Nella pianura bolognese dell’anno appena chiuso si è registrata una diminuzione del 30% delle piogge. A fronte di un 2020 caratterizzato da una forte siccità.
Secondo i dati dell’Osservatorio ANBI sulle risorse idriche, il livello dei grandi laghi ai piedi delle Alpi risulta nettamente sotto la media di stagione (con l’eccezione del Garda) e ciò mette a rischio la disponibilità idrica dell’intero bacino del Po’.
In Pianura Padana, infatti, tutti i fiumi sono in sofferenza, con le portate del Po in progressivo calo. Attualmente si registrano 790,3 metri cubi al secondo (a Pontelagoscuro) mentre la media del periodo è 1.252mc./sec. Valori così bassi si registrano solitamente in giugno-luglio. Preoccupa, inoltre, l’assenza di masse nevose sui rilievi alpini, tali da poter porre rimedio all’incipiente siccità.
«La situazione, che settimana dopo settimana si sta disegnando, ci porta a chiedere l’urgente attivazione dei tavoli di concertazione per identificare, nel rispetto delle priorità normative, le necessarie compatibilità fra i molteplici interessi gravanti sulla risorsa acqua», sollecita Francesco Vincenzi, presidente dell’Associazione Nazionale dei Consorzi per la Gestione e la Tutela del Territorio e della Acque Irrigue (ANBI).
Inoltre, nella pianura bolognese, il 90% dell’acqua di superficie che Bonifica Renana deriva per l’irrigazione proviene dal Po’, tramite il Canale Emiliano Romagnolo, e il Consorzio guarda con preoccupazione alla siccità in atto.

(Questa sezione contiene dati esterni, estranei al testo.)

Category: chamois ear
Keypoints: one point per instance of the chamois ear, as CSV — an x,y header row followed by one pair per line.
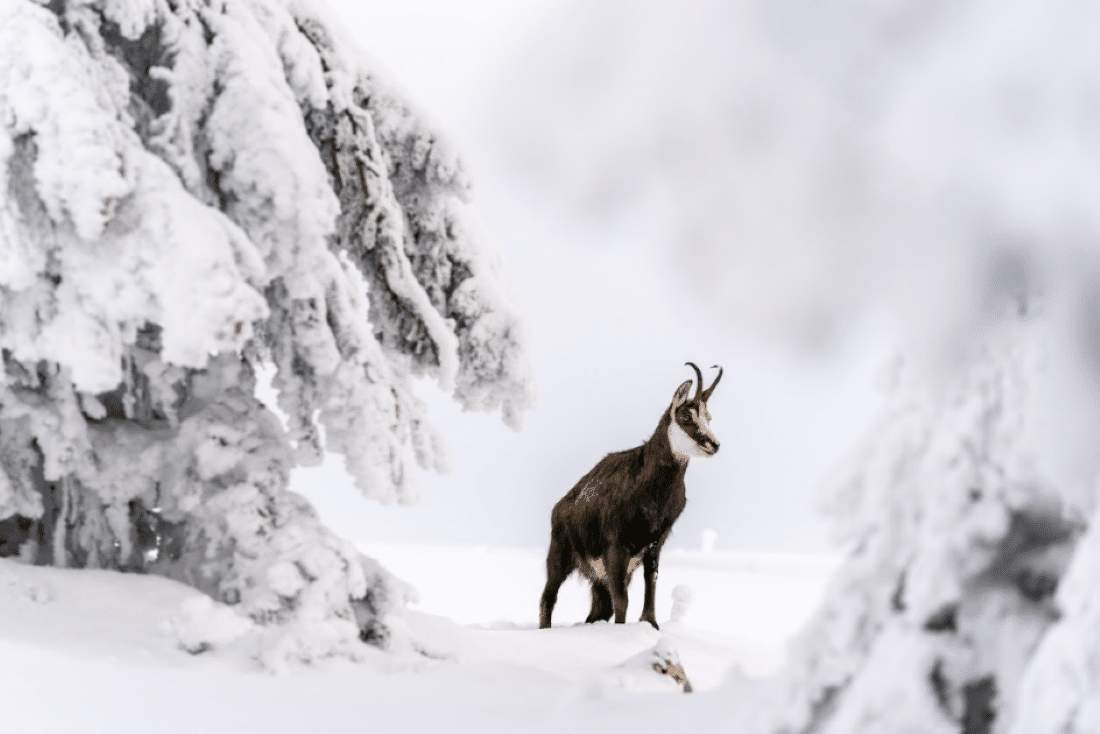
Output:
x,y
681,395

«La produzione agro-alimentare bolognese, basata sull’irrigazione, coinvolge 18 mila ettari coltivati e 1.200 imprese agricole– specifica Valentina Borghi, presidente della Bonifica Renana – A fronte del ripetersi sempre più frequente di fasi di scarsità idrica, la Bonifica Renana sta operando per aumentare la capacità di stoccaggio delle acque di pioggia e di altra fonte, tramite un aumento della capacità di invaso, a servizio del territorio bolognese e del suo sistema produttivo. Si tratta di interventi strutturali, in grado di fornire risposte di lungo periodo, per uscire dalla logica emergenziale e aumentare la resilienza complessiva del nostro territorio alle conseguenze dei cambiamenti climatici ed alle ricorrenti siccità».
«Dal punto di vista organizzativo – spiega Paolo Pini, direttore generale della Renana – stiamo monitorando insieme al CER tutti i nostri distretti irrigui e le loro esigenze specifiche, anche in vista delle prime semine primaverili. Ciò per predisporre modalità distributive efficaci ed anticipare le soluzioni per eventuali criticità localizzate di scarsità idrica».